Page 45 Review by Stephen
Three years after his initial run on DAREDEVIL, Miller returned to the power struggle between the eminently successful control freak Wilson Fisk (The Kingpin of crime posing as a legitimate businessman) and blind lawyer Matt Murdock ( highly respected, also eminently successful) who as the vigilante Daredevil has been a thorn in his side and so needle to his pride.
By the very fourth page the Kingpin has already won, although Matt doesn't know it yet.
Information is all and Wilson Fisk has enough at his disposal to bring down businesses, banks, generals and politicians. He's also just acquired the last piece he needs to destroy Daredevil: his secret identity, sold to a stranger by Matt's ex-girlfriend, desperate junkie and porn star Karen Page. She sold it for the price of a fix. So does the Kingpin go after Matt's friends and family? He does not. He goes after Murdock's reputation, his personal finances, even his very home; and he does so immediately, efficiently and effectively until the ghost of Matt Murdock is left helpless, homeless, penniless and not teetering on the edge, but cast into the pits of paranoid self-destruction.
All this, very early on. It's as much about salvation - about being born again - as it is about destruction. Everyone is tested, be it the spotless cop blackmailed into falsifying evidence or so-far resilient investigative reporter Ben Urich scared into submission, and as far as I'm aware it was the first time Matt's maternal heritage was explored at all. It also introduced amphetamine-driven uber-patriot Nuke, bringing with him an uncharacteristic guest-star in the form of Captain America. Matt's fall from financial grace is evoked with a power that will send a chill down anyone's spine in a recession like this.
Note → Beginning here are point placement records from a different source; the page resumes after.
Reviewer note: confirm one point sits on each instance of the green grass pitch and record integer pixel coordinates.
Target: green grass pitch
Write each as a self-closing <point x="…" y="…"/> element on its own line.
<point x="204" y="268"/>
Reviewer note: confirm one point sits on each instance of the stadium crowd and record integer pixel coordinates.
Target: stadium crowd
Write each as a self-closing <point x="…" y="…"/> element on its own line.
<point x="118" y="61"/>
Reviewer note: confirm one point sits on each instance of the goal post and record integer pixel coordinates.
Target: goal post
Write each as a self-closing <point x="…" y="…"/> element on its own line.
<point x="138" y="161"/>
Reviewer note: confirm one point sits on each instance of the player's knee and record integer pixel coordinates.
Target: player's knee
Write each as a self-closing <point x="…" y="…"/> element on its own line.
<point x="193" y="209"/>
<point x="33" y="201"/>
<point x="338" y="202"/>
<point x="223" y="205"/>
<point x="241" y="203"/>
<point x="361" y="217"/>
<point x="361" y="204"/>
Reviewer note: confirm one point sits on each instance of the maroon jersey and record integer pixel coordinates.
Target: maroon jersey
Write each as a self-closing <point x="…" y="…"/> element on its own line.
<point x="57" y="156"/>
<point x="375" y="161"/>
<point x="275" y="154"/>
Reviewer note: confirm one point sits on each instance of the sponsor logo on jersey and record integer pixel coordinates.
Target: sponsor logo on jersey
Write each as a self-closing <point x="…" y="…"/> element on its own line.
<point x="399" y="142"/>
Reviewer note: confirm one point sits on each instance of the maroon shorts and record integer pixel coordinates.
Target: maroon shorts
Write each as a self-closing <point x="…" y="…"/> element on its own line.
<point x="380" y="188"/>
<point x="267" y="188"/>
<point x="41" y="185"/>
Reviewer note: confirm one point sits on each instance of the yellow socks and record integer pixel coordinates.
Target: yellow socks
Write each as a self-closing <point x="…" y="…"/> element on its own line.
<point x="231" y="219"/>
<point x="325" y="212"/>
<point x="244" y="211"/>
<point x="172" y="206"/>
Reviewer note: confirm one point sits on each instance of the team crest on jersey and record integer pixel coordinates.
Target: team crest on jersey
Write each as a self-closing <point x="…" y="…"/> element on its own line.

Mazzucchelli, meanwhile, whose interests and aesthetics as displayed later in CITY OF GLASS and now ASTERIOS POLYP couldn't be further from those here, is an interesting hybrid of John Buscema and Miller himself, but whose splash pages are all his own. They're all either single figures or couples embracing, be it the nun and her son or Karen and Matt, not one of them gratuitous but instead carrying a real emotional and carefully balanced weight.